Changsha Zoomlion Heavy Industry Science and Technology Development, a leading Chinese manufacturer of construction machinery, has raised HK$13.03 billion ($1.68 billion) from its Hong Kong share sale, and will be the last major company to list in Hong Kong this year. The debut is scheduled for Thursday, which is the last full day of trading before the Christmas holidays as Friday is only a half-day in the Hong Kong market.
The company, which is already listed in Shenzhen, attracted decent demand despite deteriorating interest among investors for new share sales this close to year end. The Hang Seng Index has fallen 9% from its 2010 high of 24,964 points on November 8 and some recent newcomers to the market have struggled to perform, which has added to the reluctance to commit new money. Hedge funds, in particular, seem to have lost interest in new listings.
Chongqing Rural Commercial Bank (CRCB) fell close to 1% in its Hong Kong debut last Thursday -- the final day of bookbuilding for Zoomlion -- with observers noting that the early buying of the stock lacked conviction. They also felt that the share price may well have fallen more had it not been for the stabilisation done by the bookrunners. On Friday it edged up six HK cents to finish one cent above the IPO price at HK$5.26. CRCB raised $1.35 billion from its initial public offering.
Also on Friday, however, China Datang Corp Renewable Power fell 6% to HK$2.19 on its first day of trading after raising $644 million from its IPO. Another sign of the waning interest for new listings came on Monday last week when Datang Renewable’s larger competitor in the wind power sector, Huaneng Renewables Corp, called off its IPO due to “the change in market conditions and recent unexpected and excessive market volatility”. Huaneng had sought to raise between $965 million and $1.28 billion from its Hong Kong listing.
By offering a decent discount versus its Shenzhen-listed shares, and following extensive marketing by the joint bookrunners, Zoomlion was able to capture the interest of a number of anchor investors who helped create momentum and ensured the deal was fully covered on the first day. The final order book was also of good quality and contained few inflated orders, sources said.

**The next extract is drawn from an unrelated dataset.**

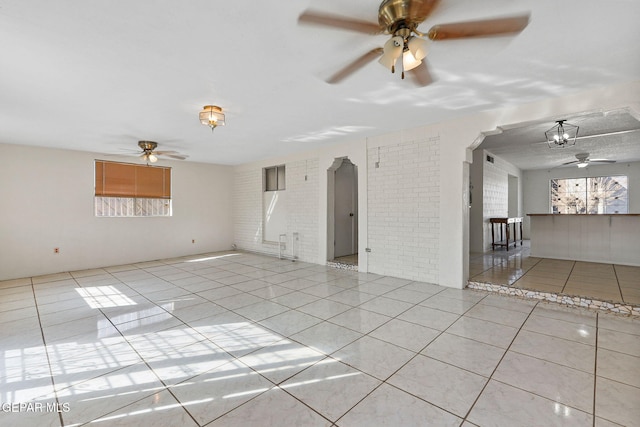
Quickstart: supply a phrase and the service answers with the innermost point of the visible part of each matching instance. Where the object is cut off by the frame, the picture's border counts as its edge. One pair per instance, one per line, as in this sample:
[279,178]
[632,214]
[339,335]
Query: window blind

At the end of the nine-day roadshow, the deal was about three times covered overall and had attracted about 250 institutional investors, primarily from Asia and the US. About two-thirds of the demand came from long-only accounts, while high-end retail investors, corporate accounts and hedge funds showed less interest. The retail tranche, which accounted for 5% of the total offer, was about eight times subscribed, meaning there will be no clawback.
The price was fixed at HK$14.98, after being offered in a range between HK$13.98 and HK$18.98. After taking account of the exchange rate, the final price translated into a 14.5% discount versus the company’s share price in Shenzhen. The latter gained 5.6% during the roadshow, which increased the relative attractiveness of the new Hong Kong shares. Meanwhile, investors who looked at the company from an absolute valuation perspective also found the numbers in favour of Zoomlion. Based on the joint bookrunner estimates, the offer price valued the company at 12.6 times its 2011 earnings, which compared with 19 times for A-share-listed Sany Heavy Industry.
This gap was all the more attractive as analysts generally view Zoomlion as the better company, with a stronger product portfolio and profitability and, according to a source, Zoomlion has also continuously beaten analysts’ earnings expectations in the past 10 years. The A-share price is widely viewed to be undervaluing the company and the broader shareholder base that comes with the Hong Kong listing is expected to result in a re-rating of the stock. Zoomlion is also the only company of its kind to be listed in Hong Kong, which would have made it interesting for investors who want exposure to the sector.
Based in Changsha in central China, the company makes a variety of heavy machinery for the construction industry, including concrete machinery, cranes, and environmental and sanitation machinery. In the listing prospectus, Zoomlion noted that China accounted for approximately 42.6% of global sales of construction machinery in 2009, making it the largest market for the product ahead of North America and Europe.
Zoomlion sold 869.58 million new shares plus a 15% greenshoe option. If the latter is exercised in full, the total deal size will increase to $1.9 billion and exceed shipbuilder China Rongsheng Heavy Industries to become the third largest listing in Hong Kong this year. Rongsheng raised $1.8 billion ahead of its trading debut last month. However, since Zoomlion is already listed in the A-share market, its share sale doesn’t technically count as an IPO, meaning Rongsheng looks set to remain the third largest IPO after AIA and Agricultural Bank of China.
Like most other recent deals, Zoomlion’s share sale was supported by four cornerstone investors. However, with a combined purchase of $82 million worth of shares, their investment only accounted for 4.9% of the base offer, which is quite modest compared with 15%-25% in a typical Hong Kong IPO. The cornerstones were: Hillhouse Capital Management, an Asia-focused fund management firm; Keywise Capital Management, a Hong Kong-based fund management firm; SIIC Investment Company, the investment arm of government-backed Shanghai Industrial Investment; and investment firm Zhong Ke Bright Trinity Enterprises.
China International Capital Corp, Goldman Sachs, J.P. Morgan and Morgan Stanley were joint bookrunners for the Hong Kong offering.